6.4 Data exploration
We quickly reproduce the descriptive analysis from the previous chapter. We analyse how fast hospital access spread across ADM2 areas, or how the share still vary systematically across the country.
plot_access_distribution <- adm2_risk |>
st_drop_geometry() |>
ggplot(aes(x = hospital_access_30min_share)) +
# Show the overall frequency pattern of the share outcome
geom_histogram(
aes(y = after_stat(density)),
bins = 30,
fill = "grey85",
colour = "white",
linewidth = 0.2
) +
# Add a kernel density line to highlight the same distribution more smoothly
geom_density(fill = "#2A6F97", alpha = 0.45, colour = "#2A6F97", linewidth = 0.5) +
scale_x_continuous(labels = label_percent(accuracy = 1)) +
labs(
title = "30-minute hospital access share",
x = "Share of the two-hour hospital catchment reachable within 30 minutes",
y = "Density"
) +
theme_plot_course()
print(plot_access_distribution)
map_access_outcome <- ggplot(adm2_risk) +
# Fill each ADM2 polygon by the fast-access share outcome
geom_sf(aes(fill = hospital_access_30min_share), colour = "white", linewidth = 0.08) +
scale_fill_course_seq_c(
name = "30-min\nshare",
labels = label_percent(accuracy = 1)
) +
labs(
title = "30-minute hospital access share across localities"
) +
theme_map_course()
print(map_access_outcome)
6.5 Baseline modelling
Let us also quickly reproduce our baseline non-spatial regression. Reported below are the estimated coefficients and residuals from the model.
# Fit the shared baseline model before moving to heterogeneous relationships
ols_model <- lm(
hospital_access_30min_share ~ rural_pop_perc + elderly_share + hospitals_count,
data = adm2_risk |> st_drop_geometry()
)
# Tidy the coefficients into a compact teaching table
ols_coefficients <- tidy(ols_model, conf.int = TRUE) |>
mutate(
across(c(estimate, conf.low, conf.high), round, 3),
p.value = round(p.value, 4)
)
ols_coefficients# A tibble: 4 × 7
term estimate std.error statistic p.value conf.low conf.high
<chr> <dbl> <dbl> <dbl> <dbl> <dbl> <dbl>
1 (Intercept) 0.428 0.0884 4.85 0 0.254 0.603
2 rural_pop_perc -0.005 0.000632 -8.45 0 -0.007 -0.004
3 elderly_share 3.14 0.511 6.16 0 2.14 4.15
4 hospitals_count 0.009 0.00843 1.05 0.296 -0.008 0.025
# Add fitted values and residuals back to the spatial layer for diagnostics
adm2_risk <- adm2_risk |>
mutate(
ols_fitted = fitted(ols_model),
ols_residual = resid(ols_model)
)
baseline_fit_summary <- glance(ols_model) |>
transmute(
r_squared = round(r.squared, 3),
adj_r_squared = round(adj.r.squared, 3),
sigma = round(sigma, 3),
aic = round(AIC(ols_model), 1)
)
baseline_fit_summary# A tibble: 1 × 4
r_squared adj_r_squared sigma aic
<dbl> <dbl> <dbl> <dbl>
1 0.455 0.447 0.33 133.
What can the regression results tell us?
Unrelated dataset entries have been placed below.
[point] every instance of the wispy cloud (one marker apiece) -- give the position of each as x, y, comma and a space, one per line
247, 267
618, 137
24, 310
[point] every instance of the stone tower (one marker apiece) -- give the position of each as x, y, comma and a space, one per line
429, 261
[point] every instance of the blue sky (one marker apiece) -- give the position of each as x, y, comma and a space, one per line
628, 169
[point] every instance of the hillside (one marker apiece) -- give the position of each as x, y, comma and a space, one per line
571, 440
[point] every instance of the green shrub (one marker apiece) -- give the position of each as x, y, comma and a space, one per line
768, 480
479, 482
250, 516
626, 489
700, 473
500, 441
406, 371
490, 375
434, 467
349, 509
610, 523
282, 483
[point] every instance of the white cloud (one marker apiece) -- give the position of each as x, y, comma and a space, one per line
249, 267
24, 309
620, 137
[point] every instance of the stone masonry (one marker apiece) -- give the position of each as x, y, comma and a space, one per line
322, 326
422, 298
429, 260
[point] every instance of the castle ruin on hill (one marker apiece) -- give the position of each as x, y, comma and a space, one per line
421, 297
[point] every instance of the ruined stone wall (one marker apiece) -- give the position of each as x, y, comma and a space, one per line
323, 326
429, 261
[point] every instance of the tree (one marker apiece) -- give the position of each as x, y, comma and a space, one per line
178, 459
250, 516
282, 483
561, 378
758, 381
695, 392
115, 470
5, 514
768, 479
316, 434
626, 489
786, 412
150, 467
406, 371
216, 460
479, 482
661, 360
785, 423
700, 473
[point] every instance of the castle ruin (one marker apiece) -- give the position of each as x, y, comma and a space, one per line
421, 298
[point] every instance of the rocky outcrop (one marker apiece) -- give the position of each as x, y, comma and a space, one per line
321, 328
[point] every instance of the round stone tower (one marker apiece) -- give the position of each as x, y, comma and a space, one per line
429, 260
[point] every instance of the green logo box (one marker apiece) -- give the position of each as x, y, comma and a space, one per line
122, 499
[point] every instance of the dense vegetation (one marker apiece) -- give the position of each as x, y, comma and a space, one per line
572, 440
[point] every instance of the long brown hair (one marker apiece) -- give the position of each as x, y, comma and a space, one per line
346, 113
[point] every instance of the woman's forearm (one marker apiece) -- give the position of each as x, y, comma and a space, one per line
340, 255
The regression results provide one national model with one coefficient per covariate. They provide a useful national summary. Yet they do not help us explain local heterogeneity. The baseline model in fact conceals place-specific differences, which are revealed once, we map the OLS residuals (see below). If broad regional blocks are consistently over- or under-predicted, then a constant-intercept, constant-slope model is likely to be too rigid for the pattern we are trying to explain.
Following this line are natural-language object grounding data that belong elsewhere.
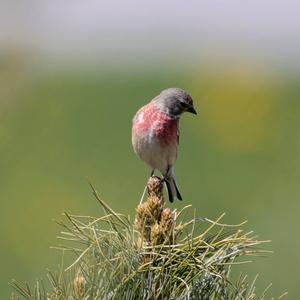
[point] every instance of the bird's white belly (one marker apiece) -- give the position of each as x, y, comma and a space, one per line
157, 156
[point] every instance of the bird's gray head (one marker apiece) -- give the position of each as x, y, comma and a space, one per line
174, 102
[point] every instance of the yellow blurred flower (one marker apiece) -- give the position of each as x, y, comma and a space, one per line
236, 107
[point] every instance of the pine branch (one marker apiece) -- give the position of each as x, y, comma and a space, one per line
158, 257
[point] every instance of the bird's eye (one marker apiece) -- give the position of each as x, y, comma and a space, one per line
184, 104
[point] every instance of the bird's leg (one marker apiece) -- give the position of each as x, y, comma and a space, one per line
143, 195
144, 192
167, 174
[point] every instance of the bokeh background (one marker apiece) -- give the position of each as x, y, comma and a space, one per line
72, 75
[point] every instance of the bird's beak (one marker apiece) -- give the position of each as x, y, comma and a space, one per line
192, 110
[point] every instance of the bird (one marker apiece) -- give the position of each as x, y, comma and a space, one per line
155, 134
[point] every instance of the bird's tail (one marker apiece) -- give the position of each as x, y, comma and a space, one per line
172, 187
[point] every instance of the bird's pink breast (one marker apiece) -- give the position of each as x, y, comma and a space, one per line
150, 121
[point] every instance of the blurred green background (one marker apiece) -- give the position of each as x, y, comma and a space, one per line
65, 120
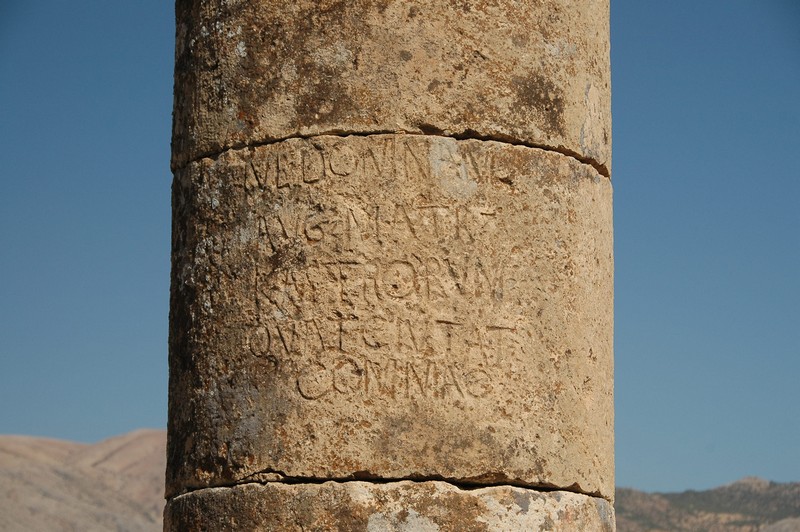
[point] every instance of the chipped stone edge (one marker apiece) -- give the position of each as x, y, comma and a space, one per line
601, 169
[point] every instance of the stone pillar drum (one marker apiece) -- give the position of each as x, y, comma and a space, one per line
392, 276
plot_ols_residuals <- ggplot(adm2_risk) +
# Map residuals to see where the national model fits poorly
geom_sf(aes(fill = ols_residual), colour = "white", linewidth = 0.08) +
scale_fill_course_div_c(
name = "OLS\nresidual",
labels = label_percent(accuracy = 1)
) +
labs(
title = "OLS residuals across localities"
) +
theme_map_course()
print(plot_ols_residuals)
The broader conclusion from our results above is that accessibility is unequal across localities in Uruguay. That pattern motivates the spatial heterogeneity question. If the highest and lowest values are not evenly distributed, it is plausible that the same covariates do not operate identically everywhere. Spatial heterogeneity is manifested by observing different values in different places. Yet, it is fundamentally about whether the process itself may be working under different conditions across space, so that the relationship between accessibility and its covariates changes from one territorial context to another. In applied terms, the same increase in hospital supply, the same level of rurality, or the same age structure may not translate into the same accessibility outcome everywhere because places differ in settlement structure, transport connections, service organisation and wider regional context.
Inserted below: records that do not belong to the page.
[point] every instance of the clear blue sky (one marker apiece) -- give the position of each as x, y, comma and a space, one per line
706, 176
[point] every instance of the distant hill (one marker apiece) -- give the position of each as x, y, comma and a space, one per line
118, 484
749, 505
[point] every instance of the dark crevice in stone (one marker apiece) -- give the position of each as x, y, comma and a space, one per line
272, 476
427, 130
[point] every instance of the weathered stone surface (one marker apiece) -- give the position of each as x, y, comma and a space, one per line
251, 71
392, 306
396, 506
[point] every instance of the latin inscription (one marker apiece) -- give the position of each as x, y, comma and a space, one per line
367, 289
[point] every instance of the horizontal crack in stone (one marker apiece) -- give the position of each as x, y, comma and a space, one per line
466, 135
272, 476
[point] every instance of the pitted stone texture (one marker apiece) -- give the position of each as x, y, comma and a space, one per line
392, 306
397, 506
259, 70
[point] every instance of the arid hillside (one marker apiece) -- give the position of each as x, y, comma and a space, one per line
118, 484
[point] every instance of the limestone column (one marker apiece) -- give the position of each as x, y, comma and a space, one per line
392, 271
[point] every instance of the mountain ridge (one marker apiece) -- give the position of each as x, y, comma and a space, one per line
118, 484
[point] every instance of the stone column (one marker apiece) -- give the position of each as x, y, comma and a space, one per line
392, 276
6.6 Modelling spatial heterogeneity
What we need is modelling strategies that handle spatial heterogeneity. We cover two complementary ways to handle spatial heterogeneity. The first spatial fixed effects allows each department to have its own intercept, assuming slopes remain constant. Allowing only the intercept to vary means that different places are allowed to begin from different baseline levels of the outcome, while the effect of each explanatory variable is still assumed to be the same everywhere. A spatial fixed-effects model recognises that places may differ because of unobserved background conditions such as history, institutions, geography, policy context, or other local characteristics that are not fully captured by the observed covariates. What it does not allow is for the relationship between the predictors and the outcome to change across space. Spatial fixed effects capture differences in level, but not differences in process. Places may start higher or lower, but the same covariates are still assumed to operate in the same way everywhere.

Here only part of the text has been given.